それらが、今まで見たことがないほど近くにあった。
そして、後頭部に感じるやわらかな温もり。
彼女はゆっくりと話しだす。
時間になっても僕が来なかったけれど、自分はもう行かなくてはならなかったこと。
先に登っていたが、僕の声がしたから少し遅くなってもいいから待とうとしてくれたこと。
それでも全然来ないから不安になって降りてきたこと。
そして、ボロボロの僕を見つけたこと。
ここまで運ぶのは大変だったんだから。
と彼女は微笑む。
本来なら人間一人なんて簡単に運べるけど、私はもう古いから、と。
そうして僕を運んで、いつもより四時間くらい遅れてから、ようやく夜のスイッチを押したこと。
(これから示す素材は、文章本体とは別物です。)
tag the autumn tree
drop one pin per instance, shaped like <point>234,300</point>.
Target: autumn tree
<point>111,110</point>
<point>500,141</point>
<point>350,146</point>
下の国ではみんなびっくりしてるだろうね。と、また笑って云う。
僕は申し訳ない気持ちでいっぱいだった。
全然間に合ってない上に、彼女に助けられていたなんて。
そして彼女の仕事にすら支障を与えてしまったなんて。
そんな僕の様子を見かねてか、彼女は僕の頭をなでながら、大丈夫だよとまた微笑む。
僕は気恥ずかしくなって、無理やり体を起こし、
視界には、見たことのない満天の星空が、溢れるほどに広がっていた。
梯子の上から見下ろした町の明かりなんて比べ物にならない、あまりに綺麗で圧倒的な星の海。
きれいでしょ? と彼女は笑う。
僕は言葉が出てこない。
彼女の後ろには、巨大な月。
嘘のような完全な円を描く、満月。
彼女は立ちあがると、僕に手を差し出す。
今更ながらに人間と人形が触れ合うことが禁止されていることを思い出した。
けれど、そんなことはもう今更な気もしたし、そもそもここは殻の上。
つまりあの国の外なんだ。だから、大丈夫。
なんて言い訳を考える前に、体は自然と動いていた。
彼女に手を差し出し、掴み、思いっきり引っ張って、力いっぱい抱き締める。
彼女は一瞬驚いた顔をしたと思ったらすぐ笑顔になり、同じように力を込めてくる。
僕と彼女はそうやって、抱き合い、笑いあって、くだらないことを話して、空を見上げて、馬鹿みたいにはしゃいで、触れ合って、いつの間にか、静かな眠りについていた。